LAN Link aggregation or LAN Failover

Hello JohnHilton,

Thank you for reaching out to the community, please refer the follow doc/kba below for configuring the Link aggregation on SFOS [Sophos XG] 
https://docs.sophos.com/nsg/sophos-firewall/19.0/Help/en-us/webhelp/onlinehelp/AdministratorHelp/Network/Interfaces/NetworkLinkAggregationGroupAdd/index.html

Thanks for the reply, thank you for this. 

I wanted to add this to our currently active "lan" port (port1) and inactive unbound port5.

The documentation states:

"Only unbound static physical interfaces can be members of the LAG"

i assume because our port1 (lan) is currently active, i can't configure this to a lag without "downtime".

Kind regards 

Yup, you'll need a down time.
==========================
Once configured you can verify with the following device console commands: 
> show network lag-interface
> show network lag-interface < lag-interface> runconfig

Thanks again.

When it says "unbound" does it mean removed from the "lan" zone or just disconnected? do i need to add a static IP address to each of the member ports + the lag group (3 static IPs in total) or just a single static IP on the LAG i've created?

Sorry for all the questions, i'll be doing this via the GUI.

Kind regards

Unbound Example can be seen below:

That's great thanks, i'll book some downtime in and give it a go and report back.

cheers

one more thing, if i unbind my LAN port, i won't be able to connect to the gui...... could i do this off site via central?

if you have another interface configured on the LAN zone and under the device access if you have allowed HTTPS access on LAN than you'll be able to access the appliance.

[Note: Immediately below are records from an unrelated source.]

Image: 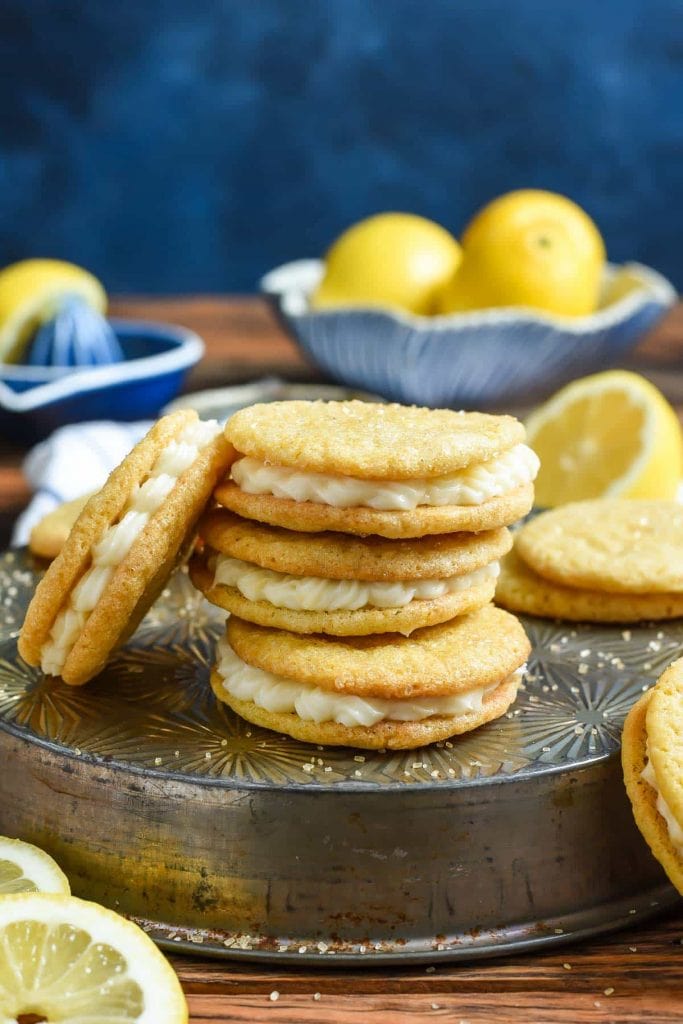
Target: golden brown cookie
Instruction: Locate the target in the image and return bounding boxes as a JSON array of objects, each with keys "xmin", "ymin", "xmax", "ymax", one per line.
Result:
[
  {"xmin": 189, "ymin": 556, "xmax": 496, "ymax": 636},
  {"xmin": 647, "ymin": 658, "xmax": 683, "ymax": 822},
  {"xmin": 198, "ymin": 509, "xmax": 512, "ymax": 580},
  {"xmin": 515, "ymin": 498, "xmax": 683, "ymax": 594},
  {"xmin": 622, "ymin": 662, "xmax": 683, "ymax": 893},
  {"xmin": 19, "ymin": 410, "xmax": 234, "ymax": 685},
  {"xmin": 226, "ymin": 605, "xmax": 530, "ymax": 699},
  {"xmin": 496, "ymin": 544, "xmax": 683, "ymax": 623},
  {"xmin": 225, "ymin": 401, "xmax": 524, "ymax": 480},
  {"xmin": 211, "ymin": 670, "xmax": 520, "ymax": 751},
  {"xmin": 215, "ymin": 480, "xmax": 533, "ymax": 540},
  {"xmin": 29, "ymin": 494, "xmax": 91, "ymax": 559}
]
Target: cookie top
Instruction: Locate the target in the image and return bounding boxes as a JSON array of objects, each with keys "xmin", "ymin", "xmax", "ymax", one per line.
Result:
[
  {"xmin": 496, "ymin": 545, "xmax": 683, "ymax": 623},
  {"xmin": 227, "ymin": 605, "xmax": 530, "ymax": 697},
  {"xmin": 646, "ymin": 658, "xmax": 683, "ymax": 824},
  {"xmin": 29, "ymin": 494, "xmax": 91, "ymax": 559},
  {"xmin": 18, "ymin": 410, "xmax": 234, "ymax": 685},
  {"xmin": 225, "ymin": 400, "xmax": 524, "ymax": 480},
  {"xmin": 214, "ymin": 480, "xmax": 533, "ymax": 539},
  {"xmin": 515, "ymin": 498, "xmax": 683, "ymax": 594},
  {"xmin": 199, "ymin": 509, "xmax": 512, "ymax": 580}
]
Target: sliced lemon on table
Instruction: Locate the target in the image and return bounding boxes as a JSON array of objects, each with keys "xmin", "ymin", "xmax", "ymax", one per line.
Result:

But if non of the interface is active then you will not be able to. So better configure a temporary interface and connect a direct laptop/machine... 

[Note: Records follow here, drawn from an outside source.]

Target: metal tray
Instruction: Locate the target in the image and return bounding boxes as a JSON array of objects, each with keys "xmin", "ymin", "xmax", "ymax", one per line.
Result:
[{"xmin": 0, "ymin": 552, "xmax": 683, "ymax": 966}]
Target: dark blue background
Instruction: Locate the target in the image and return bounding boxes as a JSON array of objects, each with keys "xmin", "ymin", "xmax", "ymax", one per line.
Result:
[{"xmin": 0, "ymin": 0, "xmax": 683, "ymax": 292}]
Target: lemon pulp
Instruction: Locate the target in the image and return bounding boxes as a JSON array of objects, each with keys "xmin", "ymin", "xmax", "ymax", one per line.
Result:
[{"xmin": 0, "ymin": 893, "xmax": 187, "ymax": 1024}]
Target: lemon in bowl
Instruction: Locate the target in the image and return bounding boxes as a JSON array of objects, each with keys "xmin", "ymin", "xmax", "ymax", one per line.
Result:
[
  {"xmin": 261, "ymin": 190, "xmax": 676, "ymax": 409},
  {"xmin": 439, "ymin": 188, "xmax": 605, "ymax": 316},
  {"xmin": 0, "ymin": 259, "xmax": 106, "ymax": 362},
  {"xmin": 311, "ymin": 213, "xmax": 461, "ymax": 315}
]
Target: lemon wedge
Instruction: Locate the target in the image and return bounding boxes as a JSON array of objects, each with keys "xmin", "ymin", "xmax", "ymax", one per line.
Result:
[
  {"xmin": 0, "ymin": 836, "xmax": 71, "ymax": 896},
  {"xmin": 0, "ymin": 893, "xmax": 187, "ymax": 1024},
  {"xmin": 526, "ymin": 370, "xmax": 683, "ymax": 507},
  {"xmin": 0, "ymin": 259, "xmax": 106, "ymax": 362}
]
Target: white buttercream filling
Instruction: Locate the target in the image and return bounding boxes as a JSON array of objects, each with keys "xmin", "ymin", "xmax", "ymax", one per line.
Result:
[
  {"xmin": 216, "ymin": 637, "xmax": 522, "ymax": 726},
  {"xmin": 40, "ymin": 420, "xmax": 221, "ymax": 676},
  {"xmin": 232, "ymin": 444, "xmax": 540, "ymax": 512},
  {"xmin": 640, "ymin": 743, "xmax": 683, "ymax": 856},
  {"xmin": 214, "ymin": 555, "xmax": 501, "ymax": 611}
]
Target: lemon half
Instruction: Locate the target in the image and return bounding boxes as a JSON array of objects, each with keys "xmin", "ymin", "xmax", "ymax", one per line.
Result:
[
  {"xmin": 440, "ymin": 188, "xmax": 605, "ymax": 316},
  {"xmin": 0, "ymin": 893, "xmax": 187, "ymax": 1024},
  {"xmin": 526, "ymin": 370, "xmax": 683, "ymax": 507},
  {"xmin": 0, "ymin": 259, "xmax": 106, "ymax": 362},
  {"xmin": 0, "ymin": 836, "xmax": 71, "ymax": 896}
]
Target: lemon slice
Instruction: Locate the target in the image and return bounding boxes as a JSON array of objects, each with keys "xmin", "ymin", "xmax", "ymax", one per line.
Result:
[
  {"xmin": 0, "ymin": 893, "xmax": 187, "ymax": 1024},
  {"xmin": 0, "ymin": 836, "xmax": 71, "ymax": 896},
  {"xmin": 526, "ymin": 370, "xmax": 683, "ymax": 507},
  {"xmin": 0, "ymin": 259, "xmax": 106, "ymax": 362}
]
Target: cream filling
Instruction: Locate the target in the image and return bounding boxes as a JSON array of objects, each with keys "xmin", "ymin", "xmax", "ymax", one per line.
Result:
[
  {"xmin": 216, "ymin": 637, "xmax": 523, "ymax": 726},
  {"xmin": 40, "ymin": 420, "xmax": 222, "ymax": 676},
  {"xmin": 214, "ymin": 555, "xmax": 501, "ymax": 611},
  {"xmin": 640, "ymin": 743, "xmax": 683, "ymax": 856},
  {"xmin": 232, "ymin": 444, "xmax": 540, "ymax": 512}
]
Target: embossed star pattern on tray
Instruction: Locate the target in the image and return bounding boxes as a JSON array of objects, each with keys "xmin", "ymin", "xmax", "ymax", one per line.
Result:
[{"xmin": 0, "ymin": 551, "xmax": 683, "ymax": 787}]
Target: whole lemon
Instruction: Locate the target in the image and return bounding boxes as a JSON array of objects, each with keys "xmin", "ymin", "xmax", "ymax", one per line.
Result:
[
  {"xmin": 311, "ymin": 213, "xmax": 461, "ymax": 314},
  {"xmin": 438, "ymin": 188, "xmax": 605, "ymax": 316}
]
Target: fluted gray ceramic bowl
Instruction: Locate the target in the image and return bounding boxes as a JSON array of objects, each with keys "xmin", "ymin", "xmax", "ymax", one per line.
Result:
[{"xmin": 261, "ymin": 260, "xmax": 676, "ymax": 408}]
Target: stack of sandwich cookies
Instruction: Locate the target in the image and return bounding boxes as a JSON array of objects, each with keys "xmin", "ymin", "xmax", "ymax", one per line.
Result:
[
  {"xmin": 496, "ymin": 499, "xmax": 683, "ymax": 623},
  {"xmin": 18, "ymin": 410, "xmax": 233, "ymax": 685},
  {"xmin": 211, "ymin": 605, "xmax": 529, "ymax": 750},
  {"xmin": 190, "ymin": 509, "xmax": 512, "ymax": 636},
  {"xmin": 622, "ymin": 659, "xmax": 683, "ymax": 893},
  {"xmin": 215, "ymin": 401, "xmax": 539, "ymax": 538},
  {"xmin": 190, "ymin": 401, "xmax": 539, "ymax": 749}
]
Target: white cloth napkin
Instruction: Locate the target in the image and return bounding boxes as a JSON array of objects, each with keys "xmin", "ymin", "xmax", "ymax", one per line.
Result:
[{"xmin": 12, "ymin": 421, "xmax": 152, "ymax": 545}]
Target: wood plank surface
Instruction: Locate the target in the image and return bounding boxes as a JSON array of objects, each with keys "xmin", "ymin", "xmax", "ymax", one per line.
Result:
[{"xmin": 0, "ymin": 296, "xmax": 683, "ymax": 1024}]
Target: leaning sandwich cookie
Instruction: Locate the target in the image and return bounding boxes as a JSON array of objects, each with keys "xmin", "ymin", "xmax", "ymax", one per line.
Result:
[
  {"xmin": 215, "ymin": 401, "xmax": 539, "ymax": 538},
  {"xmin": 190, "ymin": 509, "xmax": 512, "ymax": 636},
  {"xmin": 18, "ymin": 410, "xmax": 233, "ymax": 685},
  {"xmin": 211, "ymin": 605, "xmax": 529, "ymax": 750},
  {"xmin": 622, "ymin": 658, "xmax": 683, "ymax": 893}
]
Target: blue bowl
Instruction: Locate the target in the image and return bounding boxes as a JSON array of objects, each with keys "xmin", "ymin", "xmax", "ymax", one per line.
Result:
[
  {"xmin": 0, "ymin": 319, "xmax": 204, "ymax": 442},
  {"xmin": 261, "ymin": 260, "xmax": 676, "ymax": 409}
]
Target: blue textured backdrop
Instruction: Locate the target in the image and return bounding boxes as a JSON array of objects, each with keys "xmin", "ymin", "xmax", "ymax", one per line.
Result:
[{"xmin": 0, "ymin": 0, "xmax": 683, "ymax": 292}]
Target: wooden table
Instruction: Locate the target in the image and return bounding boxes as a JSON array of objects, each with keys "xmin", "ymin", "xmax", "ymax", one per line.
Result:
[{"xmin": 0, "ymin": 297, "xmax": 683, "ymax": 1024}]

understood, but could i do this via central off site via WAN if i have enabled firewall management. I'll of course configure an additional port for LAN access outside of the LAG scope "just incase"

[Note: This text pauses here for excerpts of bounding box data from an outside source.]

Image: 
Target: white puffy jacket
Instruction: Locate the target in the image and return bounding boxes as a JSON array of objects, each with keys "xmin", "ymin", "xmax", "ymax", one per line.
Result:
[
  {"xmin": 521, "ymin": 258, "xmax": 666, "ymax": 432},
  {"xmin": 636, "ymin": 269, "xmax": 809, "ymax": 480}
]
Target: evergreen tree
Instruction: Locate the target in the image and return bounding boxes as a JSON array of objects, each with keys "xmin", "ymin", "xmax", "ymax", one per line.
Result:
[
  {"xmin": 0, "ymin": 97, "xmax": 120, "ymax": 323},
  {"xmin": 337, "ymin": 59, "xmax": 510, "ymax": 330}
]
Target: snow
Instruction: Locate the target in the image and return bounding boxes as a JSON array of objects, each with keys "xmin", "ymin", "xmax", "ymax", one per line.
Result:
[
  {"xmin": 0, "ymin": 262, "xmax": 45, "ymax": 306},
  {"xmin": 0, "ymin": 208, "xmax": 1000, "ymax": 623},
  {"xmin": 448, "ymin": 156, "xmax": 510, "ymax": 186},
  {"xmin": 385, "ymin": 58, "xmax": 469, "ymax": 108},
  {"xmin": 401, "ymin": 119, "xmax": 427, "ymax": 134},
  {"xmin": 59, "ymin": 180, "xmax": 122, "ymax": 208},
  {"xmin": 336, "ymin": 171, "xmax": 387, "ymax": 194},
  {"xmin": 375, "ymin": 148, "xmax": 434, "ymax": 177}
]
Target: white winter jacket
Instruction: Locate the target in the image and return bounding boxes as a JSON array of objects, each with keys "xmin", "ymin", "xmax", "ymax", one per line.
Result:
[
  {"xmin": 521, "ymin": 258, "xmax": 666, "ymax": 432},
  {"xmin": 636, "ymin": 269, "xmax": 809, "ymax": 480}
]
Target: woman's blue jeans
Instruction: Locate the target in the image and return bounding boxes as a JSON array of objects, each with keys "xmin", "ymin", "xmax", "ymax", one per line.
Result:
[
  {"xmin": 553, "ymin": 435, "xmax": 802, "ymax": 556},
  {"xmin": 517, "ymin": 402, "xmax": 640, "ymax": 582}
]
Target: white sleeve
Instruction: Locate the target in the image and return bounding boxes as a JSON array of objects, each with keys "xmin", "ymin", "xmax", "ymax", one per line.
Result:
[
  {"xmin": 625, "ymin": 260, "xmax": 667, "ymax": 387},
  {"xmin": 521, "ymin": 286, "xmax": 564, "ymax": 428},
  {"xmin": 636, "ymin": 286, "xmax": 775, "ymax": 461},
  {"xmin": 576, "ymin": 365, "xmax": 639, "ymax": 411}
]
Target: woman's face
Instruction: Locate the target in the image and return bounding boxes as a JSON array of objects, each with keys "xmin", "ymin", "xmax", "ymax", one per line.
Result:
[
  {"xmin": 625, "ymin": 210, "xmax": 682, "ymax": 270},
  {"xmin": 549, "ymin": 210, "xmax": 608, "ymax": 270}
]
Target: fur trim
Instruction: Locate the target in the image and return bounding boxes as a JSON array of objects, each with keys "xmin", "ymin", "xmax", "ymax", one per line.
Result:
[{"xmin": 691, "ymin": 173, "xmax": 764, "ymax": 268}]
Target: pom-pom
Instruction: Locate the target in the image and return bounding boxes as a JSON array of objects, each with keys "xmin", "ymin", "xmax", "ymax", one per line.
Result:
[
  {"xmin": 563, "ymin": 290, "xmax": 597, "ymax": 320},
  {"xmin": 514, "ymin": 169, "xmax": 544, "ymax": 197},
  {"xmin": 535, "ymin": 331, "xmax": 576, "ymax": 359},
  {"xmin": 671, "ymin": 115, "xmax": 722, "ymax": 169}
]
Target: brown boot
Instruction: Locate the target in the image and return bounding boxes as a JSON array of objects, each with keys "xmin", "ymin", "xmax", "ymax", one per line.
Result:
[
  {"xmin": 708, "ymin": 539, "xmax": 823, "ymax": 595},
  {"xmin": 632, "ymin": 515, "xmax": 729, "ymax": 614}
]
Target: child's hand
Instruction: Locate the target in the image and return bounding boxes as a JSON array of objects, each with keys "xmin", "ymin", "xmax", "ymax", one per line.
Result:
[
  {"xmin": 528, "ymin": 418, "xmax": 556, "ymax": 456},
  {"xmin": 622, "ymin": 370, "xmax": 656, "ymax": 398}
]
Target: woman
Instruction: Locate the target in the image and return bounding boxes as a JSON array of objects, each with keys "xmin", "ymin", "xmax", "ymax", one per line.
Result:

Yup, if sophos Central service is enabled for firewall management and as far as WAN connection is active. you are good to go and access the appliance via Sophos Central firewall management. 

excellent thanks again. i'll report back tomorrow. Planning on doing this at home tonight out of hours.

This seems* to be ok after creating the new AGG group on ports 1 & 5. I did this remotely from Sophos Central via the firewall manager.

Before i did this i connect to the site using Sophos connect and did a few things before hand (like doing a back up).

I've rebooted the XG and reconnected via Central. I can ping internal (LAN) pcs via the new AGG interface so i assuming all is fine?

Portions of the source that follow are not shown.